US immigration officials installed a whole load of personal apps on work phones
US customs workers put their country at risk when they were found to have installed a bunch of personal apps on their work phones, an official rebuke has said.
An audit carried out by the US Department of Homeland Security Office of the Inspector General between April and August 2023 found that Immigration and Customs Enforcement (ICE)-managed devices had presented a serious security risk to the US government.
The result? No fewer than six recommendations were provided by the Inspector General in a management alert addressed to ICE’s Deputy Director.
Government put at risk by its own employees
According to the letter, “thousands” of applications had been installed on ICE devices by employees, contractors, and other agency workers, including “applications from companies banned from US Government information systems.”
The public version of the letter leaves some sections redacted, including the Inspector General’s mention of applications associated with two unknown entities. Given the US government’s recent approach to some Chinese firms, it’s possible that the two unknowns could be associated with spyware or malware – we can only speculate, though.
As well as banned apps and others associated with potentially malicious companies, countries, or developers, US ICE workers had also gone on to install third-party file-sharing applications (we all know the effects of the recent MOVEit breach), third-party VPNs, and third-party messaging apps, some of which with known vulnerabilities.
Ultimately, the Immigration and Customs Enforcement department was found to be at fault for “not sufficiently manag[ing], monitor[ing], or assess[ing] mobile applications.”

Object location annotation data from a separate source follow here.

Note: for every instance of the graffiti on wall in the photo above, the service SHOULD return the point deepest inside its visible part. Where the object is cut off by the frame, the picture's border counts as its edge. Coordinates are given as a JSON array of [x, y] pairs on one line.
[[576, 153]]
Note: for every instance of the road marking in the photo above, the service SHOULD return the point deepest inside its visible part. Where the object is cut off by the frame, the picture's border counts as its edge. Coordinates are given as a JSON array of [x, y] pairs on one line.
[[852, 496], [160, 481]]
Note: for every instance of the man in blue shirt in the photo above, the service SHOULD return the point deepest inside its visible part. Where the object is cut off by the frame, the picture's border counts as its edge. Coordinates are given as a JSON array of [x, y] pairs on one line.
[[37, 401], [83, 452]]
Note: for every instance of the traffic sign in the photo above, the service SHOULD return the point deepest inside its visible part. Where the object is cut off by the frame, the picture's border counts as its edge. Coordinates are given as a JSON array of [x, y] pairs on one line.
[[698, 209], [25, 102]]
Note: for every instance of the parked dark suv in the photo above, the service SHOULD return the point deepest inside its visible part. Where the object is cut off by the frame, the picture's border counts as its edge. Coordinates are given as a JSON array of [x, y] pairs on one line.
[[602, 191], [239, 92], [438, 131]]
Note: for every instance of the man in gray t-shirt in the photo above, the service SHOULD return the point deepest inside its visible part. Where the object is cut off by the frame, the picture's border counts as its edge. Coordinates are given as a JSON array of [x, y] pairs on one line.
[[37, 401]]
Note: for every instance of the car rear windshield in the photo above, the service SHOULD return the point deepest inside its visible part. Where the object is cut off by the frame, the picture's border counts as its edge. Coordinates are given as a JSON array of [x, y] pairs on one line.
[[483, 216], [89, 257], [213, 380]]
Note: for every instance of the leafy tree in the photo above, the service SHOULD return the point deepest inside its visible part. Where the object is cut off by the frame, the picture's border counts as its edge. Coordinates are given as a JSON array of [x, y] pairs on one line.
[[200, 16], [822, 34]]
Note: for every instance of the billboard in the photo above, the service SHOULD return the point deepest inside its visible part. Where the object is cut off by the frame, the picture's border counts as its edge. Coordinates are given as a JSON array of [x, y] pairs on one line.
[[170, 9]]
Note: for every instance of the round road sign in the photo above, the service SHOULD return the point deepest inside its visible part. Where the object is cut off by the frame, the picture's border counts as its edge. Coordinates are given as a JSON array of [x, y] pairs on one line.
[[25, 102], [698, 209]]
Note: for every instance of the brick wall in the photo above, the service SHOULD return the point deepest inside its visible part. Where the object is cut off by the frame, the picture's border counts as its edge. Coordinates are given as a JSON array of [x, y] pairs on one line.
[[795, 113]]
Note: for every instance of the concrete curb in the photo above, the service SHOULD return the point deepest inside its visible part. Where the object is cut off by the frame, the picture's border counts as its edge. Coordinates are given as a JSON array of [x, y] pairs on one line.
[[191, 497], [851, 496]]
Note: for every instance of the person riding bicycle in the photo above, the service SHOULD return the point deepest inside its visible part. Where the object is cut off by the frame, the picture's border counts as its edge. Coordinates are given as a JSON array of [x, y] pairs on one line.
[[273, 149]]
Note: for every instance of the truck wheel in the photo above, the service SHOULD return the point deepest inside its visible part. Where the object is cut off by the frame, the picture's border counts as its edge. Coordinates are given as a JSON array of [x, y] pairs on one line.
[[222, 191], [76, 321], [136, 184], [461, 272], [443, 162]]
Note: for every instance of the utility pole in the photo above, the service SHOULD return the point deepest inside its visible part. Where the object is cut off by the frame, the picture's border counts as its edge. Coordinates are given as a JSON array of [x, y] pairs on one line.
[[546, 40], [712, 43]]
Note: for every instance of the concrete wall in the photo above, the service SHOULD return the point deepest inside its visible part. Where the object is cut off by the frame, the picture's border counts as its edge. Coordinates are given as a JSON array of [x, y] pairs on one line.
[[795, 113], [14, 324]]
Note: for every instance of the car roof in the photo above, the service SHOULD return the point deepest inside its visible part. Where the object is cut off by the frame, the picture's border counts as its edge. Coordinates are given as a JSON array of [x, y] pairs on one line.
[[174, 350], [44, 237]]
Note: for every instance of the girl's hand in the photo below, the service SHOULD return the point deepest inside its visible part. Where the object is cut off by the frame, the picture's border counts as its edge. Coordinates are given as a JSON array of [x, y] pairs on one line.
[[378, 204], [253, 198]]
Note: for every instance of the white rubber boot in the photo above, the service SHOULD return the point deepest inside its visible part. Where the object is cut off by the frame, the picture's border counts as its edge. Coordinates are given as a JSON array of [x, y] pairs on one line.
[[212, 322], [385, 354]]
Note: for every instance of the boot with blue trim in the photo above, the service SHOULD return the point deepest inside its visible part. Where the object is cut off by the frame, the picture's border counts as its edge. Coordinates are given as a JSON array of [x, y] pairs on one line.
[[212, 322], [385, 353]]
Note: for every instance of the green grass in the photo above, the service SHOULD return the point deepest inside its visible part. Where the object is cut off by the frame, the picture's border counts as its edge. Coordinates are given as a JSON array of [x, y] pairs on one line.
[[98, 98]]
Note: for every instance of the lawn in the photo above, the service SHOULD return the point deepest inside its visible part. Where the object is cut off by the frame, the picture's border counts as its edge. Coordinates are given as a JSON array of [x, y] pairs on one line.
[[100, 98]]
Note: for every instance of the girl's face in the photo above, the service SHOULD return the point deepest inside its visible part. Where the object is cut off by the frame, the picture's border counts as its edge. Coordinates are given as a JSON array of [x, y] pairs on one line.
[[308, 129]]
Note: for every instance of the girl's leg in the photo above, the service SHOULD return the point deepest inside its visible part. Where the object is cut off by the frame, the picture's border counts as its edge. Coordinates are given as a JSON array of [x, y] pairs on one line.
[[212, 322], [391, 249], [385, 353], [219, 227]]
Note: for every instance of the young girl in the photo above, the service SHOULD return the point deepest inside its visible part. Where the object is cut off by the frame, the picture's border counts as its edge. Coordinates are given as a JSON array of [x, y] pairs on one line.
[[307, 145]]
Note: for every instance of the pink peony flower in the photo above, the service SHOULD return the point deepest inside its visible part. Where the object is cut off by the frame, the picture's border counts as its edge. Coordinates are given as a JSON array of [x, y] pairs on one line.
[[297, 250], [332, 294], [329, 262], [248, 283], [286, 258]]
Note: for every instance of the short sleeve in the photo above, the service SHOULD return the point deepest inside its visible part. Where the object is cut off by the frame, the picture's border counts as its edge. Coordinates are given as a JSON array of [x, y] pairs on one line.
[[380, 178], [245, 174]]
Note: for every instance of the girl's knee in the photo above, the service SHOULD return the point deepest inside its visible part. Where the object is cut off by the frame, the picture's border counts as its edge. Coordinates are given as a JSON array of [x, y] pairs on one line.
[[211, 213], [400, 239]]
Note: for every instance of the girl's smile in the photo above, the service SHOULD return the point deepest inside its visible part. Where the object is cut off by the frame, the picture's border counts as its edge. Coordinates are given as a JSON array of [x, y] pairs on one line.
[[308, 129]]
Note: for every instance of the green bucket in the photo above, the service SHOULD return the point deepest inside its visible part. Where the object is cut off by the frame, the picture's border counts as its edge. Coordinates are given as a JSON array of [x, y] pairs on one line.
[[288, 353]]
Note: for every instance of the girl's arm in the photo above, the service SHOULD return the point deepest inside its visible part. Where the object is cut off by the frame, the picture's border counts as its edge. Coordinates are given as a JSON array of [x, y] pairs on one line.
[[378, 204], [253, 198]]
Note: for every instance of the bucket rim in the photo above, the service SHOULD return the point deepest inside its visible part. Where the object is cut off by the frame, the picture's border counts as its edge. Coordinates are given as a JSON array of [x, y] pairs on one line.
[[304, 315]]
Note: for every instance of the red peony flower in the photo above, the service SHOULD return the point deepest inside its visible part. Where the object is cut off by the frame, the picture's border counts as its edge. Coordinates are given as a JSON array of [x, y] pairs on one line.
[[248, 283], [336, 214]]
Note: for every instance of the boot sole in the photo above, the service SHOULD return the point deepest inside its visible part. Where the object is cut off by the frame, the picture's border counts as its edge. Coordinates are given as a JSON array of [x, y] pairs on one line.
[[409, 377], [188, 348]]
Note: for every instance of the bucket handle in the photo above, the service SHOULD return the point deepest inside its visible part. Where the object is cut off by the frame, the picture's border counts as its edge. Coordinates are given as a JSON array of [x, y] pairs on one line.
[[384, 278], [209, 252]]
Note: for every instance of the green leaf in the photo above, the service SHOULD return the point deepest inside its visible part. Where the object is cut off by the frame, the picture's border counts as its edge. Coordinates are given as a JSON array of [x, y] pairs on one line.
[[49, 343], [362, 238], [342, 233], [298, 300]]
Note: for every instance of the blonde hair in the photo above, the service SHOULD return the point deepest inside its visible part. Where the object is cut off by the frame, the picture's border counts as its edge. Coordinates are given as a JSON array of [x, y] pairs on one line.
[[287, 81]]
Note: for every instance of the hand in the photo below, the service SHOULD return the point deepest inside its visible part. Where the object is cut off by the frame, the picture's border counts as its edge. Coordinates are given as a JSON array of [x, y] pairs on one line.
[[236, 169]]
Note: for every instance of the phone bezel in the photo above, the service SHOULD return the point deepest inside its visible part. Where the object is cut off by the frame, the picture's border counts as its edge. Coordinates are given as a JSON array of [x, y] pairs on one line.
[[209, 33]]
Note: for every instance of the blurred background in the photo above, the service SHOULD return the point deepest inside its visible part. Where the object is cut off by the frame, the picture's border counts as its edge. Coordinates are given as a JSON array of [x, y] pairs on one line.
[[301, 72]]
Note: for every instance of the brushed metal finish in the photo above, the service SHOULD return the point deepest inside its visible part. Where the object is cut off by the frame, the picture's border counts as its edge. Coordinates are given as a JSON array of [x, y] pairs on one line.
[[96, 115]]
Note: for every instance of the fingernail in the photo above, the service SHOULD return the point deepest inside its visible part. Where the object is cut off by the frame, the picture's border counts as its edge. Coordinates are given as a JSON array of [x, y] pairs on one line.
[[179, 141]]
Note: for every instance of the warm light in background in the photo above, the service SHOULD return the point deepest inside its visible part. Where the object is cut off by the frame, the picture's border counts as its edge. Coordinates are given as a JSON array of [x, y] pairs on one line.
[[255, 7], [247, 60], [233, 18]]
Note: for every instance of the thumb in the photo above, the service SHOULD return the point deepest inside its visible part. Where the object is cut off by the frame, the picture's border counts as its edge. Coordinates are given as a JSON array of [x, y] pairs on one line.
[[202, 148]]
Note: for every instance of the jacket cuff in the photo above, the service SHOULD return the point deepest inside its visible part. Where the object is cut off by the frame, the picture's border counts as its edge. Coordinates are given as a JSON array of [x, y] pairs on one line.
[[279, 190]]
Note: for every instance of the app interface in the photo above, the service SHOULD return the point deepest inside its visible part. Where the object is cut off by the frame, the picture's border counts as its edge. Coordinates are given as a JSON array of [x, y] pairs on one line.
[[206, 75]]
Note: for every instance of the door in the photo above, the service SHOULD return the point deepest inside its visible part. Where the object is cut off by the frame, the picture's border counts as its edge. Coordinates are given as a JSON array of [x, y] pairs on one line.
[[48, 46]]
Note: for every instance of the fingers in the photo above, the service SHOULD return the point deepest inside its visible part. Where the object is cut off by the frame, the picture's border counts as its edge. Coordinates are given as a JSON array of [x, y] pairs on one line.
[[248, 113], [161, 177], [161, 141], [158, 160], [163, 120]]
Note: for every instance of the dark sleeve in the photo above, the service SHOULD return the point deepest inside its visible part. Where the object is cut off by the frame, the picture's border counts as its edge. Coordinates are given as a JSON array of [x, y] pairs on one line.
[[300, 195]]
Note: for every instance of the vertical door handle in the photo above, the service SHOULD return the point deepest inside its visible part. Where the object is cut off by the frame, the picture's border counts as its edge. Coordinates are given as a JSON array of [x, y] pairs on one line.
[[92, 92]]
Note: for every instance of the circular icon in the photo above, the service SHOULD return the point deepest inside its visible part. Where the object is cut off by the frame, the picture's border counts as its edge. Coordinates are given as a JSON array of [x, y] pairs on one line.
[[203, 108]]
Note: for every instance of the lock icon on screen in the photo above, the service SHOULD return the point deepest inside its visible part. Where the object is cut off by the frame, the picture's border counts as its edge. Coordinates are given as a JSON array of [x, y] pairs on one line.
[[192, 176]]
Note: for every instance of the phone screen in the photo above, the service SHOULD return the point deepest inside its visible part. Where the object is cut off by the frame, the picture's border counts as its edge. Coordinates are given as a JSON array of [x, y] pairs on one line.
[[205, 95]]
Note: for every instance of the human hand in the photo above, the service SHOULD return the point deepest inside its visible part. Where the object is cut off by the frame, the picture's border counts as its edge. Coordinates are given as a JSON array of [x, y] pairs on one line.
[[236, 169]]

The first five recommendations directed at the ICE Chief Information Officer include: removing prohibited applications; assessing any breaches of sensitive information; introducing a process to assess and reduce such risks; introducing a policy to ensure that third-party applications on affected devices are up-to-date; and bringing the ICE and Department of Homeland Security (DHS) policies into better alignment.
The sixth suggestion is that the DHS Chief Information Security Officer investigates whether similar issues exist for other DHS agencies.
While some of the recommendations have already been acted upon, the report clearly signals the need for government agencies across the globe to keep their own policies up-to-date amid growing cybersecurity threats.